Pressure Cooker Tuscan Lamb Shanks
Total Time: 1 hr 30 mins
Preparation Time: 30 mins
Cook Time: 1 hr
Ingredients
- 3/4 cup dried great northern beans
- 3 1/4 cups water, divided
- 3 lbs lamb shanks (about 2 large shanks)
- 2 tablespoons all-purpose flour
- 1/2 teaspoon salt
- 1/2 teaspoon fresh ground black pepper
- 2 teaspoons olive oil, divided
- 1/2 cup shallot, sliced
- 6 garlic cloves, sliced
- 1 cup dry red wine
- 1/4 cup sun-dried tomato
- 1 teaspoon dried rosemary
- 1 tablespoon worcestershire sauce
- 1 (14 1/4 ounce) can low sodium beef broth
- 2 tablespoons flat leaf parsley, chopped
- 5 cups egg noodles, hot cooked (about 4 cups uncooked pasta)
Recipe
- 1 sort and wash beans; combine with 3 cups water in a small saucepan. bring to a boil; cook 1 minute. remove from heat. let stand 20 minutes. drain; set aside.

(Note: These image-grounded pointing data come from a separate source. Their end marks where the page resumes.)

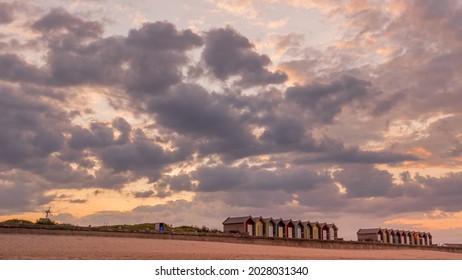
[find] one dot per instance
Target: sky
(188, 112)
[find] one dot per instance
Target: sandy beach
(50, 247)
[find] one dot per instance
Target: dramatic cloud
(230, 115)
(229, 54)
(6, 13)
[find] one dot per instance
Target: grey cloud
(59, 19)
(26, 121)
(190, 110)
(228, 53)
(98, 135)
(141, 156)
(355, 155)
(15, 69)
(6, 13)
(144, 194)
(163, 36)
(365, 181)
(224, 178)
(78, 201)
(326, 100)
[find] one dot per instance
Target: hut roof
(368, 230)
(236, 220)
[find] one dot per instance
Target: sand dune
(37, 246)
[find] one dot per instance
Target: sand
(51, 247)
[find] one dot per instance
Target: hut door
(249, 229)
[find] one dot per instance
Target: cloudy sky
(188, 112)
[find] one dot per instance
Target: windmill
(46, 220)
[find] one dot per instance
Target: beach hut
(298, 226)
(269, 227)
(259, 226)
(159, 227)
(316, 230)
(333, 232)
(370, 235)
(307, 230)
(385, 235)
(324, 231)
(393, 236)
(243, 225)
(289, 228)
(280, 228)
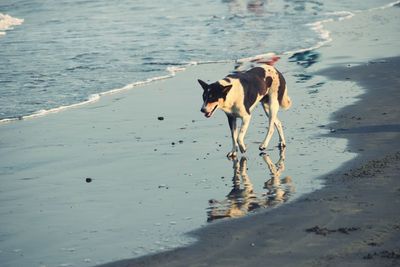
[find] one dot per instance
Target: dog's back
(264, 81)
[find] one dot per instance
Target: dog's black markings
(255, 83)
(216, 91)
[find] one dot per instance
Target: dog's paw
(231, 155)
(242, 149)
(282, 145)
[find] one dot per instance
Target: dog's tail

- 2 trim fat from lamb. place flour, salt, and pepper in a large zip-top plastic bag; add lamb. seal; shake to coat. remove lamb from bag; shake off excess flour mixture. reserve 1 1/2 teaspoons flour mixture, and set aside.
- 3 heat 1 teaspoon oil in a 6-quart pressure cooker over medium heat. add 1 lamb shank; cook 8 minutes on all sides or until browned. remove lamb from pan. repeat procedure with 1 teaspoon oil and 1 lamb shank.
- 4 add shallots and garlic, and sauté 2 minutes. add the beans, 1/4 cup water, reserved 1 1/2 teaspoons flour mixture, red wine, and the next 4 ingredients (wine through broth). close lid; bring to 15psi over high heat (about 7 minutes). adjust heat to level needed to maintain 15psi; cook 45 minutes.
- 5 remove from heat; place the cooker under cold running water. remove lid. remove lamb from pan; cool completely. remove meat from bones; discard bones, fat, and gristle. skim fat from surface. stir meat into bean mixture. sprinkle with parsley. serve over noodles.